Writing about one’s own family is of course not possible for all. Family relations might be troublesome. In such cases, we recommend that the students either find another person to write about, or do research on other topics such as the local sports club, the changes in the local village etc., but still maintain the bottom-up perspective.
To others it might be challenging to create and maintain the necessary distance to the research topic. The availability of sources might also be unequally distributed among families – some families have a lot, while others don’t. But we believe that interviews can make up for lack of written source material. In this sense, the project can be included in the tradition of oral history.
We see that one of the biggest challenges is to make students, even some history teachers, acknowledge that ordinary people´s lives are both important and interesting as topic for historical investigation. Many students have a clear, but narrow conception of what history is all about and what it is supposed to be.

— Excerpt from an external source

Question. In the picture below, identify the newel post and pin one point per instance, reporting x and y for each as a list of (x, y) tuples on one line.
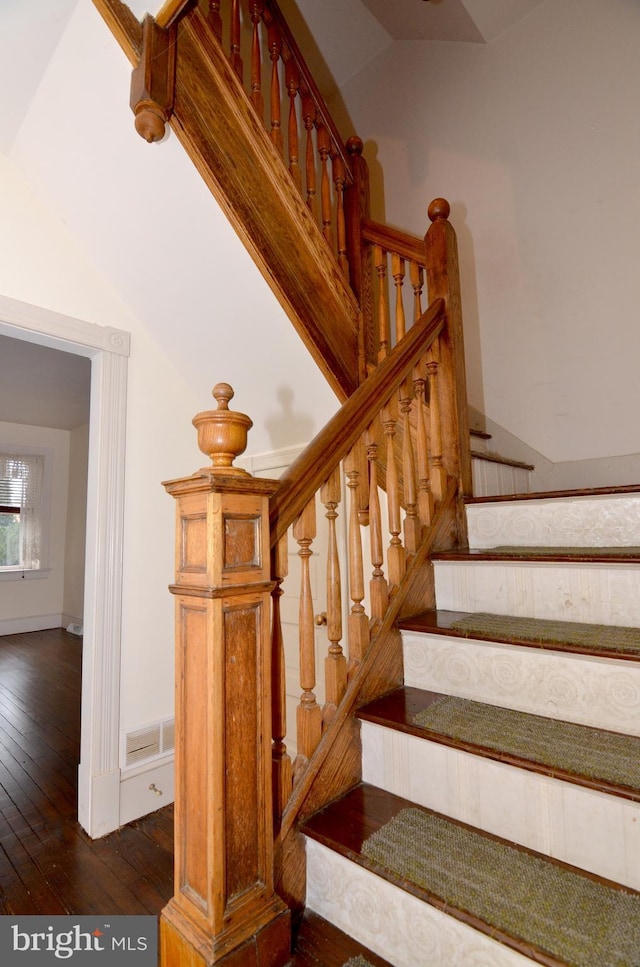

They tend to see only the big changes and persons in history (Napoleon, Hitler and Stalin) as important. Students with this understanding of what history is really about, often have problems understanding the relevance of this project. They have a hard time starting up since there are no “famous people in my family”. In such cases, it might be vital that the teacher manages to have a fruitful discussion with the students about what is significant in history, including the concept of significance as such.
So far, we have not carried out any research related to this project, but feedback from students strongly indicate their excitement and joy for this learning approach. To many, history becomes more interesting and relevant. They discover new aspects of the lives of their family members, and tend to get a better understanding of the choices they made, opportunities they had, and the relevance of the historical context they lived in. Finally, through talks and interviews, many students create closer relationships with their grandparents. Even though this has less to do with history, it is, in my opinion, an outcome that should be cherished, desired and highly valued.

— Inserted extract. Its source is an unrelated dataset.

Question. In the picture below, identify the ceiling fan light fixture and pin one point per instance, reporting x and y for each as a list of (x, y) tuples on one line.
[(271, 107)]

Karsten Korbøl is board member of the Norwegian Historical Association, coordinator of the history competition “My family in history” and lecturer at the Department of Teacher Education and School Research, University of Oslo. He has been teaching history at upper-secondary school level for many years, and has been involved in developing national curricula and textbooks.
The Norwegian history competition “My family in history” was organised for the first time in 2000. The Norwegian Historical Association initiated and has organised the competition up to this date. Over the years, the topics have varied, but for the last 12 years it has been “My family in history”. When starting up the competition, we took much inspiration from the already existing competitions in Germany, organised by Körber stiftung, and in Poland, organised by the Karta foundation. What inspired us most, was the goal of making young students conduct their own historical research with a bottom-up perspective, e.g. seeing history from the perspective of ordinary people, and at the same time utilise their skills and knowledge of historical research methods.